Clinton and Iraq
On the Clinton war counterfactual, I think it’s worth distinguishing between a weaker and a stronger version:
- Did Clinton see desposing a secular dictatorship that posed no significant threat to the United States and (in by far the most likely outcome) replacing it with an Islamist quasi-state at a ruinious cost in lives and resources as part of a reasonable range of options for reacting to 9/11? The overwhelming bulk of the evidence suggests that she did, and given this there has to be at least some risk that she would have made a similar blunder. More importantly, seeing the war as even defensible represents a disastrous failure in judgment.
- If Clinton were president, is it likely that she would have chosen that particular course as opposed to other options she thought reasonable? This is unknowable, but my guess is no. At the very least, I don’t think it can be inferred with any certainty from her support from the war after Bush had decided to wage it.
As Matt says, the third option is that she recognized the stupidity of the war and voted for it for cynical political reasons. Given the extent to which the case for Clinton over Obama rests on her alleged Machiavellian political skills, however, this isn’t much of a defense.
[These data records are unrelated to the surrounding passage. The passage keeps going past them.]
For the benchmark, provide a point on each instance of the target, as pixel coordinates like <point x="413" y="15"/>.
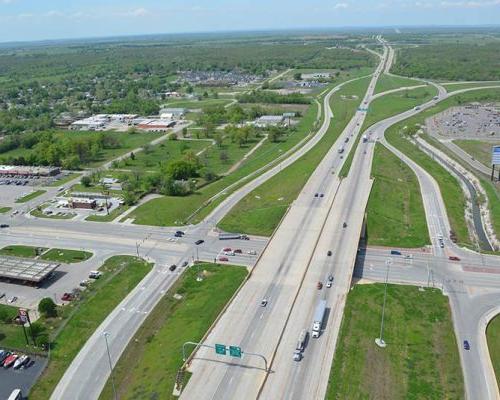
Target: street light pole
<point x="380" y="340"/>
<point x="106" y="334"/>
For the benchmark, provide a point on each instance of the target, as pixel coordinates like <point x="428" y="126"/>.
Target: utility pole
<point x="106" y="334"/>
<point x="380" y="340"/>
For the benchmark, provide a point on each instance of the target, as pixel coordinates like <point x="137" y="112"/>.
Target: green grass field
<point x="421" y="360"/>
<point x="66" y="256"/>
<point x="396" y="215"/>
<point x="493" y="337"/>
<point x="261" y="210"/>
<point x="389" y="82"/>
<point x="170" y="210"/>
<point x="120" y="275"/>
<point x="22" y="251"/>
<point x="30" y="196"/>
<point x="148" y="367"/>
<point x="481" y="151"/>
<point x="155" y="157"/>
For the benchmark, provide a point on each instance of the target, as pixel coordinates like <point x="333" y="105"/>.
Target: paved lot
<point x="23" y="379"/>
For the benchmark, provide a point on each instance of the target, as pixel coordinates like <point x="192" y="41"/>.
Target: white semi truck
<point x="319" y="314"/>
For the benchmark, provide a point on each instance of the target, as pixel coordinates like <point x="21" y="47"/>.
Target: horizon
<point x="31" y="21"/>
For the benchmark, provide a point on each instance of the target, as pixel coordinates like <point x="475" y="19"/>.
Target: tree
<point x="47" y="307"/>
<point x="85" y="181"/>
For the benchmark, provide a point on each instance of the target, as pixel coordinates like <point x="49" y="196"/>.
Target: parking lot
<point x="23" y="379"/>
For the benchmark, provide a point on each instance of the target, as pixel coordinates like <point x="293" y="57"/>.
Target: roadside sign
<point x="495" y="155"/>
<point x="23" y="315"/>
<point x="235" y="351"/>
<point x="220" y="349"/>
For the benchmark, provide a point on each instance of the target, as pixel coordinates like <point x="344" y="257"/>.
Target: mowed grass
<point x="261" y="210"/>
<point x="396" y="215"/>
<point x="22" y="251"/>
<point x="478" y="149"/>
<point x="121" y="274"/>
<point x="66" y="256"/>
<point x="493" y="337"/>
<point x="147" y="369"/>
<point x="390" y="82"/>
<point x="421" y="360"/>
<point x="171" y="210"/>
<point x="30" y="196"/>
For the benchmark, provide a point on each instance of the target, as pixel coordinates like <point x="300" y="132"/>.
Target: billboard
<point x="495" y="155"/>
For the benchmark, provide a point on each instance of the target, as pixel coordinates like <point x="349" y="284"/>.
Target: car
<point x="95" y="274"/>
<point x="67" y="297"/>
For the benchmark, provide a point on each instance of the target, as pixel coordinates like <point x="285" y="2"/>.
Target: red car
<point x="67" y="297"/>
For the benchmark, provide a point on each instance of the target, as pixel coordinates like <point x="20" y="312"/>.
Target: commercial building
<point x="28" y="171"/>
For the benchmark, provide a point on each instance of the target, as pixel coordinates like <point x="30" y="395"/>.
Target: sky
<point x="22" y="20"/>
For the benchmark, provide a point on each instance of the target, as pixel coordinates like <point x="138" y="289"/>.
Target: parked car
<point x="67" y="297"/>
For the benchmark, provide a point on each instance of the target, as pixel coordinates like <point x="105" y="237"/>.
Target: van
<point x="16" y="395"/>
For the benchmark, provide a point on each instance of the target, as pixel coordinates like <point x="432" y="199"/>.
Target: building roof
<point x="25" y="269"/>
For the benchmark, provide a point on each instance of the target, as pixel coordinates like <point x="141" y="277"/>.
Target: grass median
<point x="260" y="211"/>
<point x="421" y="360"/>
<point x="147" y="368"/>
<point x="396" y="215"/>
<point x="121" y="274"/>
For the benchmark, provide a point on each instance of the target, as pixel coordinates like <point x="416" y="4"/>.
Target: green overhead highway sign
<point x="235" y="351"/>
<point x="220" y="349"/>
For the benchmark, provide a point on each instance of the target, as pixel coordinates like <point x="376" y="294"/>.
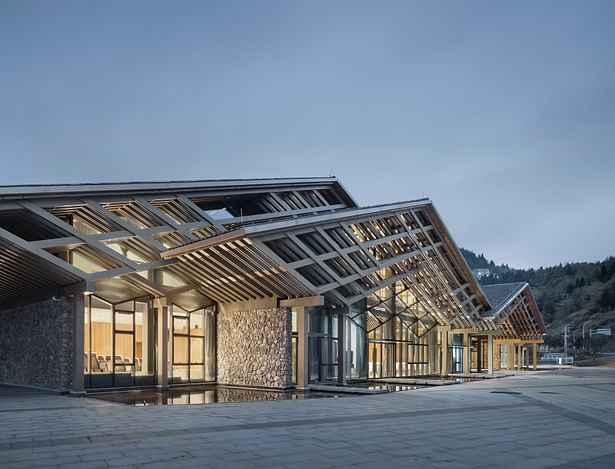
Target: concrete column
<point x="341" y="346"/>
<point x="163" y="343"/>
<point x="466" y="352"/>
<point x="520" y="357"/>
<point x="490" y="354"/>
<point x="445" y="358"/>
<point x="77" y="388"/>
<point x="302" y="348"/>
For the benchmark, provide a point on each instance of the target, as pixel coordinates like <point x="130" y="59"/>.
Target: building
<point x="268" y="282"/>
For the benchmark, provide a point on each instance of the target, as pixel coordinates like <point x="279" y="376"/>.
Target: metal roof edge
<point x="454" y="250"/>
<point x="55" y="190"/>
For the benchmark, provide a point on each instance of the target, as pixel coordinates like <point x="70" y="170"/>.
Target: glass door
<point x="192" y="349"/>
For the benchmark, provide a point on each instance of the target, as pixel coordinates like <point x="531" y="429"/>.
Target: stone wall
<point x="36" y="345"/>
<point x="254" y="347"/>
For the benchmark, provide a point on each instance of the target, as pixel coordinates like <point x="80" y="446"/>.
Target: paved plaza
<point x="558" y="418"/>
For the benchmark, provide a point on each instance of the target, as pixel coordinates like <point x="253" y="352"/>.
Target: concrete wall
<point x="36" y="345"/>
<point x="254" y="347"/>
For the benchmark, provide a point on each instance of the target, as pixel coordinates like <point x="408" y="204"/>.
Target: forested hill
<point x="571" y="293"/>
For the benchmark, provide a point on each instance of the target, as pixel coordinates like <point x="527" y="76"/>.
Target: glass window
<point x="123" y="321"/>
<point x="101" y="343"/>
<point x="180" y="325"/>
<point x="180" y="349"/>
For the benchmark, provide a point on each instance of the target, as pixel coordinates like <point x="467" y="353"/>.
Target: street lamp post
<point x="586" y="322"/>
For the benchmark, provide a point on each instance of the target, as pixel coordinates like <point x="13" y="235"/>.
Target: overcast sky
<point x="503" y="113"/>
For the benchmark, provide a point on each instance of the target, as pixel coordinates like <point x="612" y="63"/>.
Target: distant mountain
<point x="570" y="293"/>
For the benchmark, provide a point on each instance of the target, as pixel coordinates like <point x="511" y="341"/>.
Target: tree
<point x="554" y="341"/>
<point x="596" y="342"/>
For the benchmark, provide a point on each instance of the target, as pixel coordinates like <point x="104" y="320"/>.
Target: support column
<point x="341" y="346"/>
<point x="445" y="359"/>
<point x="479" y="355"/>
<point x="302" y="348"/>
<point x="511" y="357"/>
<point x="490" y="354"/>
<point x="77" y="387"/>
<point x="466" y="352"/>
<point x="520" y="357"/>
<point x="163" y="343"/>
Surely any Machiavellian worth her salt would have seen that while it might be politically necessary for a red-state Democrat facing a tough re-election fight in 2002 or even 2004 to back a bad war, it would not be an asset in the 2008 Democratic primary. And this is why I don’t believe that Clinton was actually against the war; the political case only makes any sense if you think the war was a reasonably good risk. And supporting the war doesn’t only hurt her in the primary, but makes her not-very-well-positioned to attack the war party in the general.